All told, it surely isn’t right that the cataloguing standards on which so much emphasis is placed in the world of racing and bloodstock are so basic? The sport has advanced immeasurably since the 1970s and an overhaul in this areas is long overdue. The solution is an obvious one. Rather than using a binary system based on placings in stakes races, black-type should only be given to horses that have achieved a specific level of rating.
While not every racing nation puts as much emphasis on ratings as they do in Great Britain and Ireland, they are unquestionably the best way to rank and categorise horses based on their level of form. What are the most appropriate thresholds for each age group can be debated, but in the case of 3-year-olds or older for example, only awarding lower-case black-type to those that achieved an official rating of at least 100 and upper-case Black-Type to those that reached 110 would make catalogue pages a far better guide to actual merit.
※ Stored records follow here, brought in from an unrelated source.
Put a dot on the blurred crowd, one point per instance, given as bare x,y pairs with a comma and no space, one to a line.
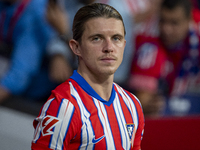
161,64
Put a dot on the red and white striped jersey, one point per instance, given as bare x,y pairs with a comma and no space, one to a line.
76,117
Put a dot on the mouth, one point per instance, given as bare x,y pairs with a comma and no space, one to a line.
108,59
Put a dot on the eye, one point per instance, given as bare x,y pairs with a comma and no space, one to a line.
116,38
96,38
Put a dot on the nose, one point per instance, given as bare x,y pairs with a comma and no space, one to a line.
166,29
108,46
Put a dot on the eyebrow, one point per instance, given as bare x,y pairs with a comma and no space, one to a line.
101,35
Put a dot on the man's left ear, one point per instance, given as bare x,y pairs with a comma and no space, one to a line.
75,47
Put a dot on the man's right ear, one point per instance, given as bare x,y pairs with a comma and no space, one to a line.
75,47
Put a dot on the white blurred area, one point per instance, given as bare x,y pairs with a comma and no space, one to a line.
16,129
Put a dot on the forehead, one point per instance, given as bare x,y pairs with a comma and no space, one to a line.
176,13
102,24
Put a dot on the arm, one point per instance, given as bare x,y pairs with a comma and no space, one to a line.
60,115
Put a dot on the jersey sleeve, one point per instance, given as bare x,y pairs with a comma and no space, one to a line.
140,129
56,125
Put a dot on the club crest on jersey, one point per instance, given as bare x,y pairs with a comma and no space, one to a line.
48,123
130,129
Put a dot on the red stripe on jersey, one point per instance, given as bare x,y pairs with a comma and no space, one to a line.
114,125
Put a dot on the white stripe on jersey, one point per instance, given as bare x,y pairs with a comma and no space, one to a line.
65,114
87,128
130,104
105,123
39,119
122,122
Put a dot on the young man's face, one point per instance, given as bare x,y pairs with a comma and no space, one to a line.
174,25
102,46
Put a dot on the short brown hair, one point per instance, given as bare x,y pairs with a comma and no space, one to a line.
90,11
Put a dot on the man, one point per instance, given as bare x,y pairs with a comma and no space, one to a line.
24,34
89,111
168,65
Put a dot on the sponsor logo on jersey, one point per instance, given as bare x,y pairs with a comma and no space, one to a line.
130,129
94,141
147,56
48,123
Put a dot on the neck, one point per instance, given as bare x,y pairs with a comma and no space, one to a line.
101,84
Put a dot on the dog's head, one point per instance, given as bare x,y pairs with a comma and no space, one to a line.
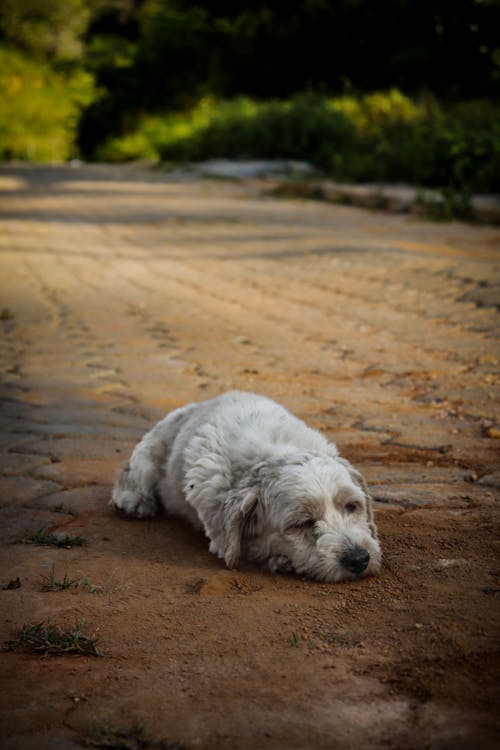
307,513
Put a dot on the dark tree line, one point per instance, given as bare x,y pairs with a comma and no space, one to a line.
154,55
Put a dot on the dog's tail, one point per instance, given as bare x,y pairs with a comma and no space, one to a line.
136,489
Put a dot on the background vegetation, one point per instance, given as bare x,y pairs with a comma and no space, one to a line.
365,89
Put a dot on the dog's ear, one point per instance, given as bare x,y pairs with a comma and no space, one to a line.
360,482
240,517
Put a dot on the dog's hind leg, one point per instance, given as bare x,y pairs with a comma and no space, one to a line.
136,489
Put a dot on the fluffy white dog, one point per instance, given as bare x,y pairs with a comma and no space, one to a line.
263,486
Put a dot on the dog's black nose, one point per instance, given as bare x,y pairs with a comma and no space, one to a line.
356,560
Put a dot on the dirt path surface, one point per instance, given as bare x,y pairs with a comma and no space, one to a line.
124,295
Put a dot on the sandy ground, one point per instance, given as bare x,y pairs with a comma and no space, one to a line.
125,294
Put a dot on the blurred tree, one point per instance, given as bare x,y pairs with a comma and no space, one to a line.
51,30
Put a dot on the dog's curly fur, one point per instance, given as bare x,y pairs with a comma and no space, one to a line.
263,486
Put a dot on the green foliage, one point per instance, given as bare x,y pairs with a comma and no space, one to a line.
48,30
43,539
383,136
45,638
39,108
133,737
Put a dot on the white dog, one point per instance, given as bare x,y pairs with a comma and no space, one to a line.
264,487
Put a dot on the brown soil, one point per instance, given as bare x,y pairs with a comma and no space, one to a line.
126,294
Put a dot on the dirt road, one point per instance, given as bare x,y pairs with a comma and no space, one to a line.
125,294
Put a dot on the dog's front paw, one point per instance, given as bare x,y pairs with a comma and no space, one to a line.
280,564
133,503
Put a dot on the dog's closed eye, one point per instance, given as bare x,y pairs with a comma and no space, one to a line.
308,523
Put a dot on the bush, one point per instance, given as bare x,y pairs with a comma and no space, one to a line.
384,136
39,108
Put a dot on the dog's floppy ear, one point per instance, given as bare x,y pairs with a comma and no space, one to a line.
360,481
240,515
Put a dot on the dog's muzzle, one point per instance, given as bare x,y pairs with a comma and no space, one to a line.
356,560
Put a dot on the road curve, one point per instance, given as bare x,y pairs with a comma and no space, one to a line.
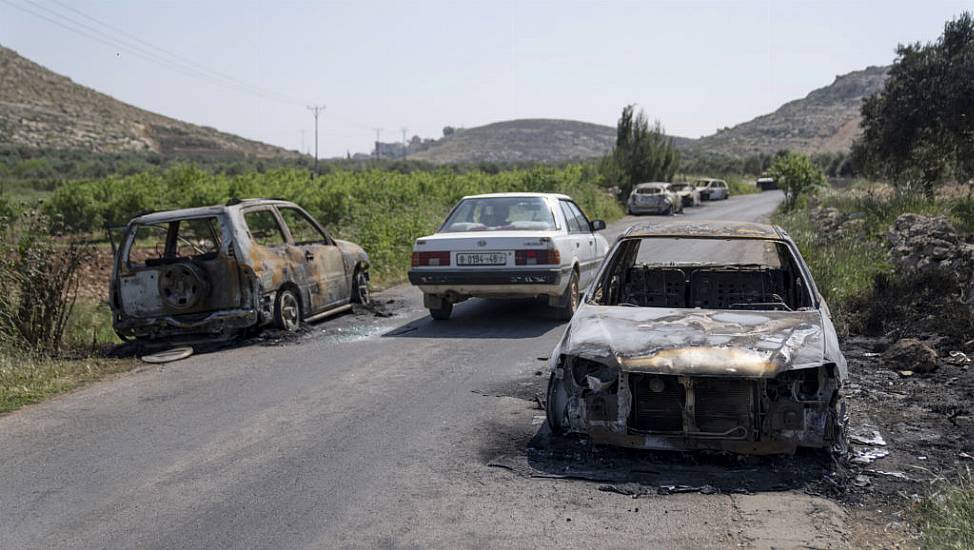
369,432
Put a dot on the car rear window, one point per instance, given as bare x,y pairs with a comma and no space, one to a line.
501,214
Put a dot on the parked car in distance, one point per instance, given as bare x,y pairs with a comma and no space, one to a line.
712,189
208,273
689,195
509,245
701,336
654,198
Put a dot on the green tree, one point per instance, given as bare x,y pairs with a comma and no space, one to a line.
642,153
797,175
919,131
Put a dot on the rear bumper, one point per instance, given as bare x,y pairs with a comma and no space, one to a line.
214,323
491,283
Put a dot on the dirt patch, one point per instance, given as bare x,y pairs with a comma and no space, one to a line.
924,424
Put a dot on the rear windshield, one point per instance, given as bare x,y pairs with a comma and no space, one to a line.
154,244
501,214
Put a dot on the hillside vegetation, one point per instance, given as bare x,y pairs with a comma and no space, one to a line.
384,211
44,110
825,121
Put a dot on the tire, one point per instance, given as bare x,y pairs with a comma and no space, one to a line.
287,310
570,299
554,407
443,312
360,287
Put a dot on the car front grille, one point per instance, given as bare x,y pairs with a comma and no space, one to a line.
721,407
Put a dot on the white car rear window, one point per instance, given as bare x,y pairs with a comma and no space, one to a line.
501,214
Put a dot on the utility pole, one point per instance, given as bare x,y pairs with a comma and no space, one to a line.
378,135
315,109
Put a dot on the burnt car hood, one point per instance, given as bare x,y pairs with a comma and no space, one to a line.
757,344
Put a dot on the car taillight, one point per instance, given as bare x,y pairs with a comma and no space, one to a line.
431,258
537,257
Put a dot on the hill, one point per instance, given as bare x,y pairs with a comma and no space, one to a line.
826,120
524,140
42,109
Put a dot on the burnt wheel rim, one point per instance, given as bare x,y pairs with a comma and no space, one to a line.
573,298
290,312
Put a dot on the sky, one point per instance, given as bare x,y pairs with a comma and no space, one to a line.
252,68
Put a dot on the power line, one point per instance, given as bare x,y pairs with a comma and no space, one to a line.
378,135
315,109
182,59
97,35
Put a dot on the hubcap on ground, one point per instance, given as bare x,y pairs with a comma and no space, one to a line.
290,311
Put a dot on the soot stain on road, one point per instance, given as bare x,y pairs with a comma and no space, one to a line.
528,450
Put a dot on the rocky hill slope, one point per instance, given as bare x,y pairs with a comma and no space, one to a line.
45,110
826,120
525,140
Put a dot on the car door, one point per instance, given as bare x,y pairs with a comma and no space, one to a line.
587,243
322,266
574,238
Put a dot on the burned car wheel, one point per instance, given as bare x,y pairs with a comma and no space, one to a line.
182,285
360,287
443,312
287,310
556,405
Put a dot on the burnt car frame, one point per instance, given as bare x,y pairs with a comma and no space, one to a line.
209,273
720,356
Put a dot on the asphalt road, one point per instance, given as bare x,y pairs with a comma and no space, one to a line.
373,432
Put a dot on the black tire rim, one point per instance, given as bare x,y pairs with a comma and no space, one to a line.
362,288
290,312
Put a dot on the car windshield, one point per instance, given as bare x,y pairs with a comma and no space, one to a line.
501,214
708,273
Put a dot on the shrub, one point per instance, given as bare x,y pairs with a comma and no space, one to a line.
39,275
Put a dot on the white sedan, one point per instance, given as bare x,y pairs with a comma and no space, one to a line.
509,245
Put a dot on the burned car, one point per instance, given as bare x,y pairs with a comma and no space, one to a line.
701,336
211,272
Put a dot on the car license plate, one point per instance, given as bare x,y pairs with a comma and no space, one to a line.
481,258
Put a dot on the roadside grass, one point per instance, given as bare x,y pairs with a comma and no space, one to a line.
90,326
739,186
27,378
847,267
946,517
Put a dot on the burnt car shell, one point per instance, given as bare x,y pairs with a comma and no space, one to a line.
682,378
233,285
The mechanisms to process this kind of information are already in place. The majority of major racing nations already have rating-based quality-control systems that dictate what races earn and retain black-type status. As well as that, the official handicappers of the racing world already pool their data together to produce the World’s Best Racehorses Rankings on 10 separate occasions each year. While it would take an expansion of these processes to include lower-rated horses, the hard part of getting all the racing nations down at the same table and operating on the same system has already been done. Expansion of that system is the natural progression of it.
Indeed, if a rating-based black-type system was adapted, there would be scope there to retrofit historical results to bring past results up to the same standard of scrutiny, as centrally-assessed international ratings have been compiled by the International Federation of Horseracing Authorities for well over 20 years in most major racing nations and as far back as 1977 in Britain, Ireland and France.
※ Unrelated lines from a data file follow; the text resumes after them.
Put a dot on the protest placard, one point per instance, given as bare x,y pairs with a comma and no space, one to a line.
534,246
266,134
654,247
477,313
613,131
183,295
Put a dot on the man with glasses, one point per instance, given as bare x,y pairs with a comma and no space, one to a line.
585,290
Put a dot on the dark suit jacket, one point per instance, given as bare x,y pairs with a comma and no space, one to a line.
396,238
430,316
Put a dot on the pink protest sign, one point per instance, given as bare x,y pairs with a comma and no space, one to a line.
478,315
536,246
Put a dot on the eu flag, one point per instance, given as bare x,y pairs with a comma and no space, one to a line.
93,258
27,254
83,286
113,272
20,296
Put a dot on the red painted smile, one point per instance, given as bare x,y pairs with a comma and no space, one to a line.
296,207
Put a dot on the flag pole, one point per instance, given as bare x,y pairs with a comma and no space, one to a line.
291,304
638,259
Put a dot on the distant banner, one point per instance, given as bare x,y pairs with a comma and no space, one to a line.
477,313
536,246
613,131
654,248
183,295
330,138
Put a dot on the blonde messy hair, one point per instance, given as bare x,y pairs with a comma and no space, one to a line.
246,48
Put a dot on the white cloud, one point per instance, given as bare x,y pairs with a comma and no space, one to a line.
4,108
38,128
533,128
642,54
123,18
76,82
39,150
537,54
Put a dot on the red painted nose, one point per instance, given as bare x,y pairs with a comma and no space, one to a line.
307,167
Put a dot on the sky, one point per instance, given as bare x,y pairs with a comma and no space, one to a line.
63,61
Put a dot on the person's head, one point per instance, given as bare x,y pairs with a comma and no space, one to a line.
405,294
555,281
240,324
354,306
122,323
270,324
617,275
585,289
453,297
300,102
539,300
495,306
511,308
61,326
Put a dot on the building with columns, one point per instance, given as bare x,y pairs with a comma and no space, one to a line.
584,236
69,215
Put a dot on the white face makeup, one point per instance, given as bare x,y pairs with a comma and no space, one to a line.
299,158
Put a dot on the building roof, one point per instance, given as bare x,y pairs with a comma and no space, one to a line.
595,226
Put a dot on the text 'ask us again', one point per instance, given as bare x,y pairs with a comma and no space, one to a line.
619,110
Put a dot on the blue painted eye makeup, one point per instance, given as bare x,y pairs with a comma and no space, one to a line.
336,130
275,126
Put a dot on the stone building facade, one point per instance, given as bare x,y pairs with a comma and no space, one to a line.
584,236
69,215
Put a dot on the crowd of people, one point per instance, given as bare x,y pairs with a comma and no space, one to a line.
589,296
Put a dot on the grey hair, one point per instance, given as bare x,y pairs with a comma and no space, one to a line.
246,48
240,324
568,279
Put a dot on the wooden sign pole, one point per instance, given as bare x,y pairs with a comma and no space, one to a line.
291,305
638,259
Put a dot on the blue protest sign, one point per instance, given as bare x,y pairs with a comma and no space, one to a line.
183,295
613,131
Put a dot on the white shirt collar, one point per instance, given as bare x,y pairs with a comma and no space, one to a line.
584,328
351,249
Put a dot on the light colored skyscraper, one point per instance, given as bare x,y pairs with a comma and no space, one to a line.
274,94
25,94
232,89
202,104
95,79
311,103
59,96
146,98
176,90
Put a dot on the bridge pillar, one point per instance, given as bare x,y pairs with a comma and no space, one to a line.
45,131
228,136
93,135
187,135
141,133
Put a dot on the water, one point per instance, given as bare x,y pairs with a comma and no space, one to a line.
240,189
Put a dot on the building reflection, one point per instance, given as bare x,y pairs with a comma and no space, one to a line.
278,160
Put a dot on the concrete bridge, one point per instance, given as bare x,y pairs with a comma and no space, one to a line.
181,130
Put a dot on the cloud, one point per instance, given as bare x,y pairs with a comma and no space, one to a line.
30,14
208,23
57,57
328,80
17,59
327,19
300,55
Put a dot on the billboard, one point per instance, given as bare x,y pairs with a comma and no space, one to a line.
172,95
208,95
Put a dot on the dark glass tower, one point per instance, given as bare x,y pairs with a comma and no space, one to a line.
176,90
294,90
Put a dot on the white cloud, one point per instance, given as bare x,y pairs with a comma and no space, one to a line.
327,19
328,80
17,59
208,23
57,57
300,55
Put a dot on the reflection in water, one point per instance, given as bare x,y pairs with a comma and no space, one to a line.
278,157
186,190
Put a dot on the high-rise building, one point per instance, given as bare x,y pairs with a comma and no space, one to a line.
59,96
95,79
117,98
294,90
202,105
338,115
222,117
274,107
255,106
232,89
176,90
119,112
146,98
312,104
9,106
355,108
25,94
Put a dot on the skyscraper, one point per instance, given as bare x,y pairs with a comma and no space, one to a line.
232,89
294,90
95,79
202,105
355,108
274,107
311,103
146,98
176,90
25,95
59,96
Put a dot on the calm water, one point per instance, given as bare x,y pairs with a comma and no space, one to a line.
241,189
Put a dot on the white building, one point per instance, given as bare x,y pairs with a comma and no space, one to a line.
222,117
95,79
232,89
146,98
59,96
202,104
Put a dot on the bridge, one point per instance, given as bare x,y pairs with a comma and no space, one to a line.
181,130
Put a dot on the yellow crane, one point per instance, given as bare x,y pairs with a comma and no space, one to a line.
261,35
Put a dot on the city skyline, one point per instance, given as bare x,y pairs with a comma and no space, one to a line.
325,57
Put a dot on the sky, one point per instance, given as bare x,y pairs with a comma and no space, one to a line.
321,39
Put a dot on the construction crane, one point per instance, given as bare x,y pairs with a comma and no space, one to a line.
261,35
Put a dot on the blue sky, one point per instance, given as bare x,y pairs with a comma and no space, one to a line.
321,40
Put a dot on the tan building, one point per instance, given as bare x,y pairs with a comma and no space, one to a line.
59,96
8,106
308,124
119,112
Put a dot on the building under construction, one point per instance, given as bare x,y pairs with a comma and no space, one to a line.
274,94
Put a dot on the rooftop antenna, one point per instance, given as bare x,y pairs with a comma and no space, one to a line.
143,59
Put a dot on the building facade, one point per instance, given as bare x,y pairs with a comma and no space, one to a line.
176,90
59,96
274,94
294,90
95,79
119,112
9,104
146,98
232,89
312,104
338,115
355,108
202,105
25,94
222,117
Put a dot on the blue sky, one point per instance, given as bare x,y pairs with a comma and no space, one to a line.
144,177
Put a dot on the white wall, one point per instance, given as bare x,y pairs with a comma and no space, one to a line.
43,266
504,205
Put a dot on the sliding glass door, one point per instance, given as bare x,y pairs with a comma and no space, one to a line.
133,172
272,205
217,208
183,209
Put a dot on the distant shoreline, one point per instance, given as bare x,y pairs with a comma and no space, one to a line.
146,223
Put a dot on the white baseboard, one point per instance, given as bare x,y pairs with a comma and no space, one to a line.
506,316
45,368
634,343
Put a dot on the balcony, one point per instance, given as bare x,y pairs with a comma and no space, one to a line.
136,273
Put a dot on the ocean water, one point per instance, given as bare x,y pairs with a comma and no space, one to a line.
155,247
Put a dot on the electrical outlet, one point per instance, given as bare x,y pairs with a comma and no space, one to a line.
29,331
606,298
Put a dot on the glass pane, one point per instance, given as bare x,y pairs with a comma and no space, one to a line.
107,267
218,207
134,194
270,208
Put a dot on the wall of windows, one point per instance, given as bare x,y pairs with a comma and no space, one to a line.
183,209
While on the subject of updating outdated systems, wouldn’t sales catalogues be far more useful if they carried details of each horse’s peak rating and what trip that rating was achieved over? One can only imagine how many thousands of hours are spent by bloodstock professionals marking up their catalogues with this basic information or indeed paying for pre-marked catalogues from the various commercial entities that produce them. If they can be readily produced by the commercial market, why isn’t there more of a push for this level of information to become standard in all catalogues?
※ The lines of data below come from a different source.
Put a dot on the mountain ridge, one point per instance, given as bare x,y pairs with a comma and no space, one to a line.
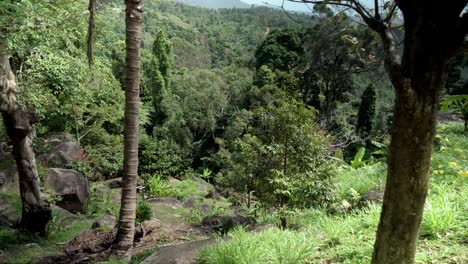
215,4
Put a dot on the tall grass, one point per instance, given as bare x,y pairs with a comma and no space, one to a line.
349,238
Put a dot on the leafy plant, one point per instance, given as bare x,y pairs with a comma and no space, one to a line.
358,160
158,187
143,212
459,105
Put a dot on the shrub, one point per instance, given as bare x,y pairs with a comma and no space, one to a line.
160,157
143,212
158,187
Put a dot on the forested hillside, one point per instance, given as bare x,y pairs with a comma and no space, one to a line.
215,4
249,119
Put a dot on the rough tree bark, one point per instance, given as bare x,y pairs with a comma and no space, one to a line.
124,240
433,33
19,125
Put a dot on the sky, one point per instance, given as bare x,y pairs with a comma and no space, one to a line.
293,6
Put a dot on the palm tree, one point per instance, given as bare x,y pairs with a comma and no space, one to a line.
124,240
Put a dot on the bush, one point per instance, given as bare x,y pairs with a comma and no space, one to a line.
143,212
160,157
158,187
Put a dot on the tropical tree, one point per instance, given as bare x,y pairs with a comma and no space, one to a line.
281,158
19,124
433,34
124,240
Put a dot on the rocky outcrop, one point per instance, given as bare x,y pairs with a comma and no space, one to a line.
222,224
171,201
179,254
71,186
114,183
105,222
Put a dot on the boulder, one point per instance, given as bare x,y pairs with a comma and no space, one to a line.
171,201
71,186
114,183
373,196
222,224
173,180
8,214
192,201
62,149
8,171
107,221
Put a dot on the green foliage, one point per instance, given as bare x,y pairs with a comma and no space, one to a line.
282,50
282,159
160,157
143,212
157,186
366,112
358,160
100,202
459,105
270,246
196,215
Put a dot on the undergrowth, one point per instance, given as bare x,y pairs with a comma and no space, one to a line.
348,238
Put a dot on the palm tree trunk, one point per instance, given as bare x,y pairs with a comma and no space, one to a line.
19,125
124,240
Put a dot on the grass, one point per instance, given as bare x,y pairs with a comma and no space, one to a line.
23,248
349,238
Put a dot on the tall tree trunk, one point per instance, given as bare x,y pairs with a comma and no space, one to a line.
124,240
19,125
413,131
433,33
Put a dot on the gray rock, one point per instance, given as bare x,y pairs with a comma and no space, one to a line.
222,224
192,201
107,221
166,201
71,186
8,215
179,254
114,183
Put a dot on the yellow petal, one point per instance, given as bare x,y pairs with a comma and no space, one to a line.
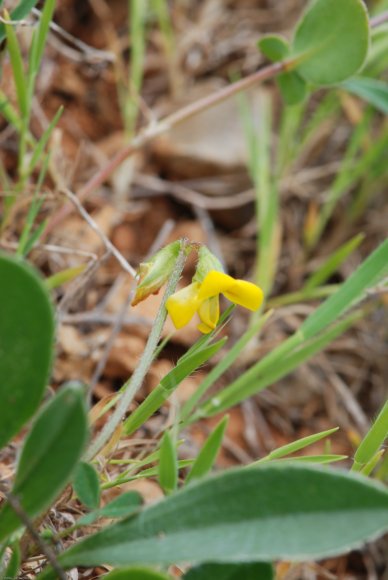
182,305
204,328
245,294
209,313
214,283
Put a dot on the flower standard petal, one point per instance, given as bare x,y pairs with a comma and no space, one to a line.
182,305
245,294
209,313
214,283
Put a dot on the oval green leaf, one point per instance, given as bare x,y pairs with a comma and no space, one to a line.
331,41
86,485
49,456
136,573
292,512
292,87
26,344
274,47
168,465
245,571
372,91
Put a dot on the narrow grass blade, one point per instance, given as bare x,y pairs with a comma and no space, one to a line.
333,262
19,13
223,366
137,25
39,40
18,73
208,454
296,445
373,440
168,384
122,506
373,269
41,144
272,368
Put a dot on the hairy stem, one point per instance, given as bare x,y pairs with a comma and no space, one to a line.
132,386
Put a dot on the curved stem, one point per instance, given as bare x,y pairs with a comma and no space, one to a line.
132,386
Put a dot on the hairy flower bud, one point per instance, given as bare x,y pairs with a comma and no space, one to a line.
154,273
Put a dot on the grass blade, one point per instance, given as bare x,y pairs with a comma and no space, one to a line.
208,454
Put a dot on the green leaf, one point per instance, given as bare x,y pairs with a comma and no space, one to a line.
168,465
274,47
49,456
296,445
373,440
26,343
331,41
243,571
209,452
39,39
185,366
293,512
122,506
292,87
332,263
371,271
18,72
86,485
370,90
136,573
12,569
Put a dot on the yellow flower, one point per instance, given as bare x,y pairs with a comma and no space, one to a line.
203,298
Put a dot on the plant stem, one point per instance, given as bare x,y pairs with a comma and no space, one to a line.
135,382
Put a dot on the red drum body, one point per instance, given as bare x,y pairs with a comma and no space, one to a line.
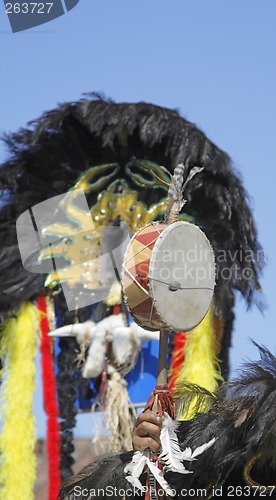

Space may be at a premium on catalogue pages, but a peak rating and what distance it was achieved over would only take up a few characters. In many cases, this information would be far more pertinent than other details regularly listed in catalogues such as prize money earned or the names of the races won.
One suspects that the first sales company to integrate higher-quality data into their catalogues will gain a lot of kudos in the bloodstock world for doing so. Given how competitive that particular sector is, the biggest surprise is that one of them hasn’t already taken the leap.
All told, there is great scope for both the black-type system and cataloguing standards to be modernised, refined and improved for the benefit of all stakeholders. The means to make the suggested changes are already there, it will just take those with the power to implement them to show the forward-looking will to do so.